While I am a bit nervous, I do have a joy and a peace knowing that I my time and efforts are being spent on something good. It hasn’t been practical or easy to go on mission trips since my little ones came into the picture. In fact, this will be my first time doing missions in about 15 years.
Actually, that’s not entirely true. Parenting is missions. Parenthood calls for a sacrifice of time, money, and energy to serve a people who, when we meet them are in need of care and truth. Parenting taken me far outside of my comfort zone, and required me to serve others with a purpose. And it’s been a time of personal spiritual growth.
As Darren E. Short said, “Wisdom does not grow on trees, the majority of the time it grows in the storm.”
And to me, having a child, was a storm. I usually describe it as “shock and awe.” Sleep, over. Personal space, gone. Going to the bathroom, never alone. But then something started to change, I slowly changed from a physical caregiver, to a teacher.
My words, behavior, and attitudes started coming back at me, even the ones I didn’t want them to copy. And I started to realize that all of this, not just what I want them to learn, is shaping them. And so all that I communicate in various ways becomes my message, my testimony to them about how to understand the world around them, the things inside them, and the things unseen.
As a person of faith, this means I need to be really careful about how I present the gospel and who I allow to preach to my children. “Religious” or not, everyone is preaching something. Not always with words, but everyone is teaching something with their attitudes and actions.
Hopefully, preaching without words works out for me in Kyrgyzstan.
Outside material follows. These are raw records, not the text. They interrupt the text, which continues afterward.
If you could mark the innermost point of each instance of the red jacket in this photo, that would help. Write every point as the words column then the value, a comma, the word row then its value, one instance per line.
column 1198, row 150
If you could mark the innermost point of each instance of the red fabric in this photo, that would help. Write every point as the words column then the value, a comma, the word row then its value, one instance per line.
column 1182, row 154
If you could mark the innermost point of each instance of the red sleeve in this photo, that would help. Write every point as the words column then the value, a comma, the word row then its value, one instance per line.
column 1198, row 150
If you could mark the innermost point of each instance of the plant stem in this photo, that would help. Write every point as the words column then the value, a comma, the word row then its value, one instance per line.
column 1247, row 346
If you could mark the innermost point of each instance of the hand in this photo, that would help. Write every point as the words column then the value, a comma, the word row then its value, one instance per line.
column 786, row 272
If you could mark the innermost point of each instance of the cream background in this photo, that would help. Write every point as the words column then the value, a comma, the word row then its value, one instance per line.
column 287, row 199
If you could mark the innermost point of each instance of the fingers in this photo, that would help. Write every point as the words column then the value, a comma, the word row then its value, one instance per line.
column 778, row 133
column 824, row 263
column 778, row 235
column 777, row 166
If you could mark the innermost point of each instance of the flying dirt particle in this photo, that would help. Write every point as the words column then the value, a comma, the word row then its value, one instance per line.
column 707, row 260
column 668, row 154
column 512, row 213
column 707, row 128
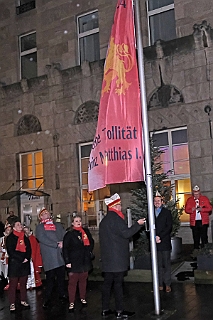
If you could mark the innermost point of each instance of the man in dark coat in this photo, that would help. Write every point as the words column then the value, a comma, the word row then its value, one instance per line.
column 114, row 243
column 163, row 224
column 50, row 236
column 19, row 251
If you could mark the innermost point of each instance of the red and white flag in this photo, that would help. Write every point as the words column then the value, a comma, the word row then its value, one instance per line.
column 117, row 154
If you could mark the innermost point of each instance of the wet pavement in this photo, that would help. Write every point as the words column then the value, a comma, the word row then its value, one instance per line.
column 187, row 301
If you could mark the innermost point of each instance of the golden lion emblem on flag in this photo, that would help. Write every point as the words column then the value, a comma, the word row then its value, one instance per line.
column 118, row 62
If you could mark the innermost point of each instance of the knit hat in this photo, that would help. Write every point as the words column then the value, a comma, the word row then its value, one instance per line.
column 113, row 200
column 196, row 188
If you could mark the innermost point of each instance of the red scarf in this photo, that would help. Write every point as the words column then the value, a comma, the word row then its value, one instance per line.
column 49, row 225
column 84, row 235
column 20, row 246
column 119, row 213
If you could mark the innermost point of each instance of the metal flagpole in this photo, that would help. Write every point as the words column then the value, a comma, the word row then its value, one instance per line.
column 147, row 159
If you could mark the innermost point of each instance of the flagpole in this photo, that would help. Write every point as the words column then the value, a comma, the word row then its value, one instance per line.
column 147, row 159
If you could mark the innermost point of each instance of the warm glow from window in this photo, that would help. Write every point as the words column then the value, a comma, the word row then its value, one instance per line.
column 31, row 169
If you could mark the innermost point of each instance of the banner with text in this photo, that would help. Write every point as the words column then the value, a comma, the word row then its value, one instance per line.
column 117, row 154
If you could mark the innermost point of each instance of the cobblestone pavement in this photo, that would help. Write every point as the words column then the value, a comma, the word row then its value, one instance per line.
column 186, row 302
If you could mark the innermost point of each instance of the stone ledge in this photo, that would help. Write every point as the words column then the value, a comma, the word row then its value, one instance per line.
column 135, row 275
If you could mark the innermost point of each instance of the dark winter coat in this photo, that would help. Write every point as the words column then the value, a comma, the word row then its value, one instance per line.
column 114, row 242
column 76, row 253
column 50, row 251
column 163, row 224
column 16, row 267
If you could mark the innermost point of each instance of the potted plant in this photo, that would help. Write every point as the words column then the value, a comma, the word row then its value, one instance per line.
column 139, row 209
column 175, row 241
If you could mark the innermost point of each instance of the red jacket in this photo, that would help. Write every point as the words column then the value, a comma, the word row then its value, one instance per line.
column 205, row 212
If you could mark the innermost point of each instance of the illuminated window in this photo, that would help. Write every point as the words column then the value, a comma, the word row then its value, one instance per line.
column 174, row 144
column 31, row 170
column 28, row 56
column 88, row 37
column 91, row 202
column 160, row 16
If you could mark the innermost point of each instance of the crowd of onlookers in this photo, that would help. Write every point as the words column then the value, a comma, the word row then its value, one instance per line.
column 23, row 255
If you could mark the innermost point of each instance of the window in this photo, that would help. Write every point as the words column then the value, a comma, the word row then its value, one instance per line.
column 175, row 158
column 88, row 37
column 160, row 16
column 92, row 203
column 28, row 56
column 24, row 6
column 31, row 170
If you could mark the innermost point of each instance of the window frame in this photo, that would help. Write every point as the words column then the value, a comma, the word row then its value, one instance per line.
column 154, row 12
column 34, row 178
column 26, row 52
column 86, row 33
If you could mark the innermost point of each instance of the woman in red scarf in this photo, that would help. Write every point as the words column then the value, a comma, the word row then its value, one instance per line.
column 19, row 251
column 77, row 247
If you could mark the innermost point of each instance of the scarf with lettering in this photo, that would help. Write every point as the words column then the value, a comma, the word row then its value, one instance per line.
column 48, row 224
column 20, row 246
column 119, row 213
column 84, row 235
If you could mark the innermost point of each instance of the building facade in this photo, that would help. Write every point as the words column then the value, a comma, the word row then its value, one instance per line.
column 51, row 68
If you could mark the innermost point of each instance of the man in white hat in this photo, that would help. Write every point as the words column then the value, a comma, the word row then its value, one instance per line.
column 199, row 208
column 114, row 243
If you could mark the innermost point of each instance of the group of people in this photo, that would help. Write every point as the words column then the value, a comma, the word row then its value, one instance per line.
column 71, row 251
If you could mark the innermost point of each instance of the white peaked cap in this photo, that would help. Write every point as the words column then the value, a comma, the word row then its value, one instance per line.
column 196, row 188
column 113, row 200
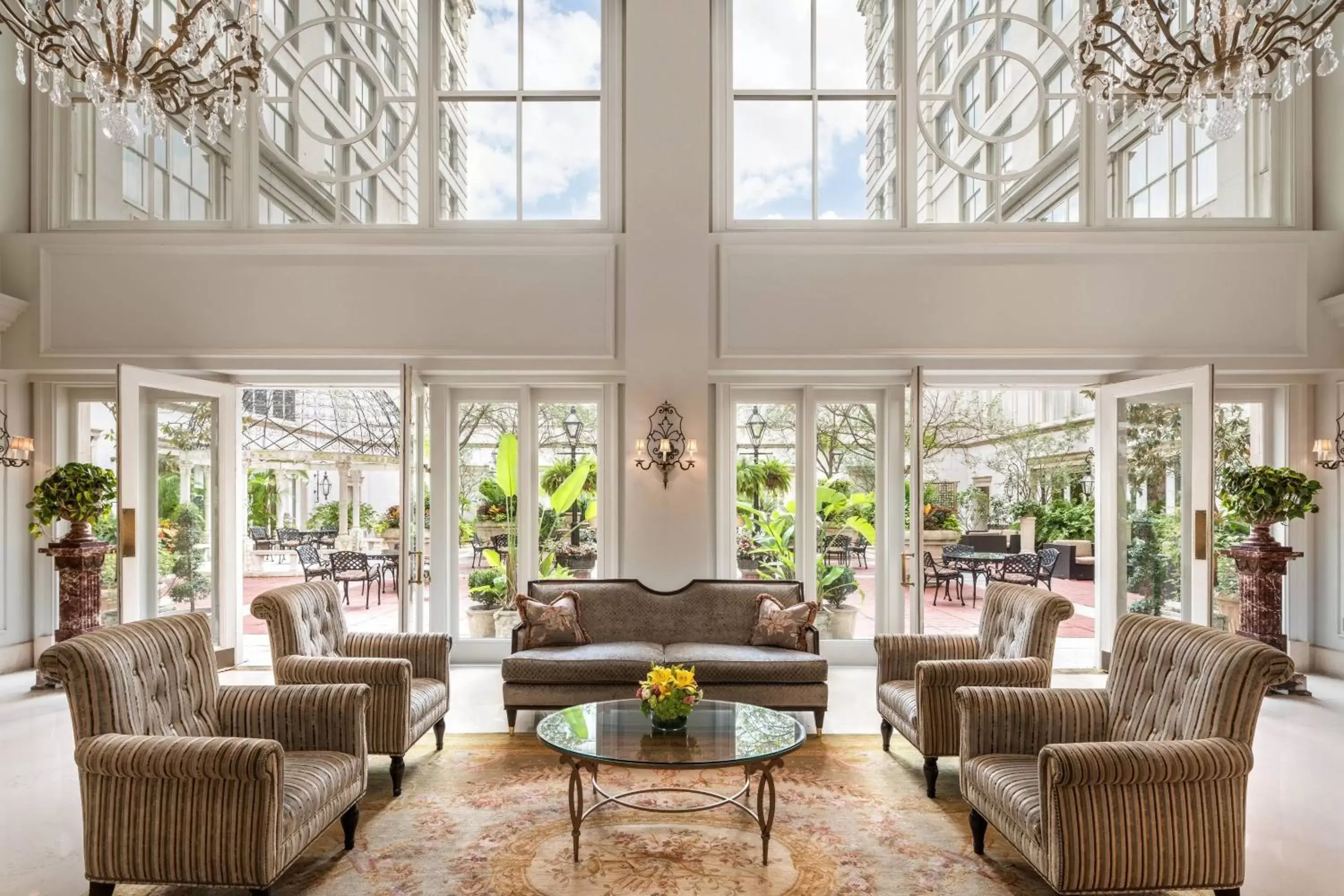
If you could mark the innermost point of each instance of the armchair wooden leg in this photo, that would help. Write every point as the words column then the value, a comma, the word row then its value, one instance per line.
column 978, row 832
column 349, row 821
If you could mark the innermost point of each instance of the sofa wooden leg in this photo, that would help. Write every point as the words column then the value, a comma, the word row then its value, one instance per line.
column 978, row 832
column 349, row 823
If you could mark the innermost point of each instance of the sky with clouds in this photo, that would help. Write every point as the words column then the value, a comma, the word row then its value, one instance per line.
column 561, row 140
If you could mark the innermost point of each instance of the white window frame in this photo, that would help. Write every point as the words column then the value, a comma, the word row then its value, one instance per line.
column 50, row 147
column 889, row 397
column 1291, row 151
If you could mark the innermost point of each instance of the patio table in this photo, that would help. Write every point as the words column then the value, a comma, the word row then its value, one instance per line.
column 976, row 563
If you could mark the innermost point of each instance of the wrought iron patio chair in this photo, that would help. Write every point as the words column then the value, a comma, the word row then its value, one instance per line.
column 838, row 550
column 312, row 563
column 861, row 551
column 1049, row 558
column 353, row 566
column 943, row 577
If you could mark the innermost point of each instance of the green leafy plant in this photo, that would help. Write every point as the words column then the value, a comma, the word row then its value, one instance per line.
column 187, row 546
column 72, row 492
column 327, row 515
column 835, row 583
column 1262, row 496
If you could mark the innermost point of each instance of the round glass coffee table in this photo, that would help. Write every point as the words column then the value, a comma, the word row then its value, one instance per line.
column 718, row 735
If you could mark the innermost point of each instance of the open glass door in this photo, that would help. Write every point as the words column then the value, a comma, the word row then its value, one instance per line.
column 178, row 500
column 1155, row 500
column 414, row 544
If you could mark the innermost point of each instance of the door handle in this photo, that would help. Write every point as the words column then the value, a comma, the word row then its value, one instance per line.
column 127, row 532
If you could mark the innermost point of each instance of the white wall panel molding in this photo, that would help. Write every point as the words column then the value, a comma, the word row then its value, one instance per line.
column 10, row 311
column 336, row 300
column 1244, row 296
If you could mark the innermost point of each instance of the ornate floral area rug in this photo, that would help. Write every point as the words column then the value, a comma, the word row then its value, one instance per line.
column 488, row 816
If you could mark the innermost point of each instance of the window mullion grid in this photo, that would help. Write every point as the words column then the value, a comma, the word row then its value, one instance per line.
column 518, row 121
column 812, row 64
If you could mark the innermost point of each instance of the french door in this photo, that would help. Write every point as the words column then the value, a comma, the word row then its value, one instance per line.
column 1155, row 500
column 414, row 613
column 178, row 500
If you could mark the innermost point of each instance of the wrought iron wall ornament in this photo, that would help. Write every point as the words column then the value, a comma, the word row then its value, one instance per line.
column 666, row 444
column 17, row 444
column 1324, row 448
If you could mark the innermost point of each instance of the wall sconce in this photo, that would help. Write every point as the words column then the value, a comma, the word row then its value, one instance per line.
column 15, row 450
column 1323, row 449
column 666, row 444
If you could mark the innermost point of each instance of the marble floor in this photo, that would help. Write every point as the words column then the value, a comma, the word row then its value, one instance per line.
column 1295, row 806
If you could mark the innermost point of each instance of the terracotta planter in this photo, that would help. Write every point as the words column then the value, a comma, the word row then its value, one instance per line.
column 480, row 624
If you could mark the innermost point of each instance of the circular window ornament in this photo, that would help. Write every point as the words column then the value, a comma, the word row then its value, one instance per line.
column 930, row 99
column 308, row 95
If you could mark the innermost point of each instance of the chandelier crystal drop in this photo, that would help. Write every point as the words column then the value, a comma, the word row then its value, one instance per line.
column 199, row 73
column 1210, row 60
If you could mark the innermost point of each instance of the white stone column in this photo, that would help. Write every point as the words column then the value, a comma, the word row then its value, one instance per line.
column 343, row 500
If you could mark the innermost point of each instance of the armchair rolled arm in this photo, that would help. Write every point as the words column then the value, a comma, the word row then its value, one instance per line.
column 181, row 758
column 1144, row 762
column 1026, row 672
column 327, row 716
column 898, row 653
column 1023, row 720
column 331, row 671
column 426, row 650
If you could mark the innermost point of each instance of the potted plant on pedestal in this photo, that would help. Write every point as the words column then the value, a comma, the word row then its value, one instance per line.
column 490, row 593
column 1261, row 496
column 77, row 493
column 835, row 583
They primarily speak Russian there and I don’t. They do speak some English and practicing English with us is a big part of the draw of the camp. I’m a bit nervous. I care about the message I am bringing and how I come across. It’s not about the language barrier even as much as cultural and age differences. So, if you’re the praying type, please say a prayer for me and the others who are going to Kyrgyzstan to serve at the kids camp. Pray for safe travels and a clear and true gospel message.